I frequently find inspiration in magazines. Usually it’s an outfit or decorating scheme I want to re-create, or a book or an exhibition I want to see.
Every now and then, however, I get out my art supplies and try a project based on something I’ve seen in a magazine.
Many of the projects I’ve attempted are from the holiday issues of Martha Stewart Living magazine and the results become part of my decorating or celebrating traditions.
Since Martha Stewart Living is kicking off its 20th anniversary with the December 2010 issue, I thought I’d look back at some of my favorite holiday projects from over the years. Surprisingly none of my favorite craft projects made the “20 Years of Good Things” feature in the current magazine. Hmph, editors, what do they know?

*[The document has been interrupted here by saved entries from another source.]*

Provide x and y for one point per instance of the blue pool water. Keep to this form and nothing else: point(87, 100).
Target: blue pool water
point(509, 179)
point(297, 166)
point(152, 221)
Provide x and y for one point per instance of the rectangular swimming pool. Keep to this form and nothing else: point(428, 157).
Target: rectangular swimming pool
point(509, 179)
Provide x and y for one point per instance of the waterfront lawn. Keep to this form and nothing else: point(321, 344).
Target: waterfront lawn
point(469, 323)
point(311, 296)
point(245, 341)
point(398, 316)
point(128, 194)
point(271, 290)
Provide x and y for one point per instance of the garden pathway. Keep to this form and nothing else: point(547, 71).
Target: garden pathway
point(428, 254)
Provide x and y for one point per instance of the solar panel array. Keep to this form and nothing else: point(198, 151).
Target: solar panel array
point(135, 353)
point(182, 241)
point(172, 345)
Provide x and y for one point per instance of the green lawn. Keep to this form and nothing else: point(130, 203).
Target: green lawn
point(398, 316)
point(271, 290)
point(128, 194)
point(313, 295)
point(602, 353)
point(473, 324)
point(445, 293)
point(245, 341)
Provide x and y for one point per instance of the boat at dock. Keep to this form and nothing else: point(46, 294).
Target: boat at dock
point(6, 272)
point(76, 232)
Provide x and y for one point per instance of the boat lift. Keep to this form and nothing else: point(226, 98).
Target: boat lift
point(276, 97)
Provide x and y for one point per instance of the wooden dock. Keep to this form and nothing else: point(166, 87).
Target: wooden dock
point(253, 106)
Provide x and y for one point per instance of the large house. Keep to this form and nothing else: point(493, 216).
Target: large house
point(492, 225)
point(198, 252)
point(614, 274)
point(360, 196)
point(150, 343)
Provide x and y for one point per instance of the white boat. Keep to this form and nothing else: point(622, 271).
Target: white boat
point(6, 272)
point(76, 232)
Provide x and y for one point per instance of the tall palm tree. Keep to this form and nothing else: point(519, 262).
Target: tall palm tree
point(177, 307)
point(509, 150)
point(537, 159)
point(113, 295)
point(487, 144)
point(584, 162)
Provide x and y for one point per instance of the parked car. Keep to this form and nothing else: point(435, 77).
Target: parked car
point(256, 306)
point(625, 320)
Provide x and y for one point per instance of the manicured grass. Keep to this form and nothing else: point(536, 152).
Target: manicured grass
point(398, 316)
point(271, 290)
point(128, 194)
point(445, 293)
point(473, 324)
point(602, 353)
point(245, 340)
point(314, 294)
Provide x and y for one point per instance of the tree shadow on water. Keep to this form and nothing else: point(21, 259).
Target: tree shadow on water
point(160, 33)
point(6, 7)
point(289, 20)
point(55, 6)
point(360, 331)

- Translucent wrapping paper. Back in December 2001, Martha Stewart Living suggested wrapping presents in translucent paper. Simple enough. The special touch comes in making a series of folds and creases in the glassine or tissue paper to create patterns. This is a particularly effective treatment for books, magazines or anything else that comes in beautiful packaging of its own. My take on this is to use tracing paper leftover from design projects and to simulate a plaid pattern.
- Fortune cookies. There were directions for making paper fortune cookies in that December 2001 issue too. The idea was to use the cookies as bill holders, sliding the cash and a New Year’s prediction inside. I like the cookies simply for the shape and use them as gift toppers on presents packed in “food” takeaway boxes with a holiday or birthday message as the “fortune.”
- Snowflakes and doilies. Last Christmas, I combined two ideas I found in the December 2006 Martha Stewart Living magazine. One was paper snowflakes suspended with monofilament, the other was using paper doilies to adorn gifts. The doily idea was from a feature recapping 15 years of packing ideas and was originally used in a 2004 feature on Valentine’s Day gifts. I combined the two ideas when I topped dramatic snowflake paper with a large paper snowflake.
- Shopping bag ornaments. These are probably my all-time favorites, from the December 2005 issue. Tiny paper shopping bags with twine handles and stuffed with tissue paper (such a lovely detail). That first year I used a lot of the tiny bags and I loved the homemade touch they added to the tree; last year I only used ones that tied into my red, silver and white color scheme.